Zombies of death

Unless you’ve been avoiding the news you can’t have failed to notice that an infection is plaguing my home and neighbouring cities. Blackberry phones in the hands of people who can’t resist seeing cracked glass and soaring fires acted as a mode of transmission; the original contagion was a report that police had shot a man who did not threaten to use a gun he carried. Ironically, family of said man do not condone the zombies on the streets.

Thankfully, I haven’t seen any devastation first hand, but what I’ve witnessed on the media has astounded me. Much of the carnage is only a considerable walk or short bus/tube ride away, and it’s not infeasible that I’ll hear sirens away from the television tonight.

I’d like to echo most peoples thoughts on this: I have no sympathy whatsoever for the looters. I don’t know what their motives are, and I frankly don’t care. I just don’t see how putting peoples lives at risk and ruining businesses solves anything. If a possible trigger is economic woe, this is an even more stupid thing to be doing. While I’m willing to admit that at least some perpetrators are victims of social deprivation, the life of those on the bottom rung is not comparable to those who rose up for the Arab Spring, for example. When you see pictures of people grinning beside the booty they’ve amassed, it’s hard to think of anything but greed. Strength in numbers has allowed all the cockroaches to come out at once. There are positive, more productive, ways of dealing with a set of low numbered cards life gives.

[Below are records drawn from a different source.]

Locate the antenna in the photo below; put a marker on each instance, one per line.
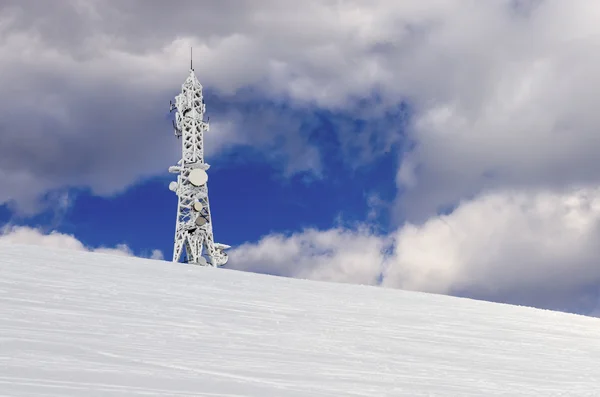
(194, 239)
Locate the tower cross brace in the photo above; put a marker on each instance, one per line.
(193, 230)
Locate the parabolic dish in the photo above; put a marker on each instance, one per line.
(198, 177)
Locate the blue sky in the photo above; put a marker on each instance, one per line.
(445, 147)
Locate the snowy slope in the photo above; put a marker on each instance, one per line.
(82, 324)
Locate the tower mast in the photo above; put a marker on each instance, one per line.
(193, 230)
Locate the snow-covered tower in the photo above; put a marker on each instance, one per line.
(194, 230)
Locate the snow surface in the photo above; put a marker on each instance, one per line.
(85, 324)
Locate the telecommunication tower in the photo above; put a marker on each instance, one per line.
(193, 231)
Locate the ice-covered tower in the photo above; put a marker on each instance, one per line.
(194, 230)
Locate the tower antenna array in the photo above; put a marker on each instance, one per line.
(193, 230)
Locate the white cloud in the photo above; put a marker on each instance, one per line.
(503, 91)
(342, 255)
(537, 248)
(32, 236)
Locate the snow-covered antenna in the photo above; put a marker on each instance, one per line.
(193, 230)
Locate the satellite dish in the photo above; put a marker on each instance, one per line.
(198, 177)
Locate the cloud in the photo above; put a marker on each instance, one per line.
(537, 248)
(529, 247)
(341, 255)
(501, 92)
(31, 236)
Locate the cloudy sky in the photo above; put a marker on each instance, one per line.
(445, 146)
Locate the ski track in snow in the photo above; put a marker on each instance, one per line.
(74, 324)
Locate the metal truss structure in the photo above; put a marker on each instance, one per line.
(194, 230)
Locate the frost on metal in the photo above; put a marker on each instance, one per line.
(193, 231)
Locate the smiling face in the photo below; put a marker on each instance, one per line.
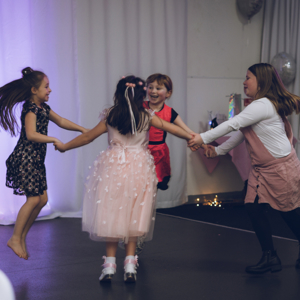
(41, 94)
(157, 94)
(250, 85)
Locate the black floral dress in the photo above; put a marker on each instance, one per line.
(26, 172)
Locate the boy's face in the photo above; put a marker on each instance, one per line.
(157, 94)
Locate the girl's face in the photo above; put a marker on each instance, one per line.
(157, 94)
(42, 93)
(250, 85)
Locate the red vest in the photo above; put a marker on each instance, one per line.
(156, 135)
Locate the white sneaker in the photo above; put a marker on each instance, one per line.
(109, 270)
(130, 266)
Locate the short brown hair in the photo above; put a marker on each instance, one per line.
(161, 80)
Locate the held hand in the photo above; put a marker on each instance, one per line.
(195, 147)
(59, 146)
(196, 140)
(210, 151)
(85, 130)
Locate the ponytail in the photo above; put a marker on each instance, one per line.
(14, 93)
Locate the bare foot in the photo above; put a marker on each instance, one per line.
(17, 248)
(24, 247)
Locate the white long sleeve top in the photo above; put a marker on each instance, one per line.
(262, 116)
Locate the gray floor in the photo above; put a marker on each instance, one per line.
(186, 260)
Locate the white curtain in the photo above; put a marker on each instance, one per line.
(281, 33)
(85, 47)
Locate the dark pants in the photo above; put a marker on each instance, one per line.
(262, 227)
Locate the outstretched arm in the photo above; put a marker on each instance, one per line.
(171, 128)
(83, 139)
(178, 121)
(31, 133)
(65, 123)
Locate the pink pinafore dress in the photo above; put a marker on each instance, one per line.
(275, 181)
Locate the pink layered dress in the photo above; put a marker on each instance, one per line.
(120, 196)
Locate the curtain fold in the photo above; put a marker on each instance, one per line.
(85, 47)
(281, 33)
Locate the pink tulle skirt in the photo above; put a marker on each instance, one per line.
(120, 196)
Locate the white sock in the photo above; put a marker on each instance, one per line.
(110, 260)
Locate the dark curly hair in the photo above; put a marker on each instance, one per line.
(270, 86)
(16, 92)
(119, 115)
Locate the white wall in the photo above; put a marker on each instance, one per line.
(222, 44)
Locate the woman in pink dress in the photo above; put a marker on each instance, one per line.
(275, 176)
(119, 202)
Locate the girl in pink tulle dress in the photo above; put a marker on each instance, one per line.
(119, 202)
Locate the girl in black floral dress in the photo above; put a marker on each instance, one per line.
(26, 172)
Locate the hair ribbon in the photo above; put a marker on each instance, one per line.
(133, 123)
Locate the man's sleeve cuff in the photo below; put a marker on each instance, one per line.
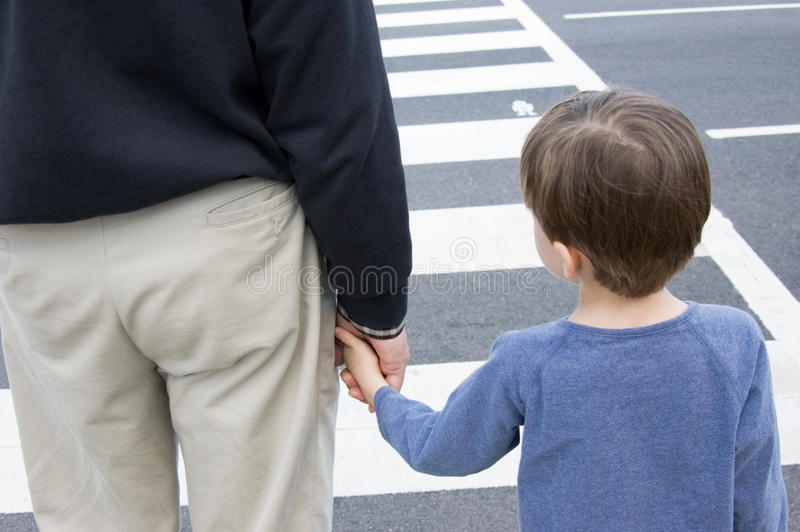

I hope the police act similarly to the way they unfairly treated many student protesters earlier this year because what we’ve witnessed over the last few days absolutely requires police to behave brutish. If they don’t act now – but I’m sure they will – the broomsticks people brought out to help clean the debris on streets won’t be used at the brush end over the coming days.
On the positive side, it was delightful to see people coming out to help rub antiseptic cream on the wounded city. Seeing those people, from all walks of life, reminds me that London is great, and so are its citizens. The majority of them.

Going to back worry, I’m fearful about how the annual Notting Hill Carnival might play out in a few weeks, not to mention the Olympic games here next year. Is there something that can be done that can prevent scenes like we’ve seen? If we see, as with the students, that there are many rioters from a well-off background, it’s hard to blame anything but a lack of IQ, ambition and some sort of desire to be seen as a rebel. Even if most are from deprived communities, I still cannot support reckless destruction, but it might show that something needs addressing.

I really hope that all this mayhem ends soon and that it doesn’t spiral into something more volatile.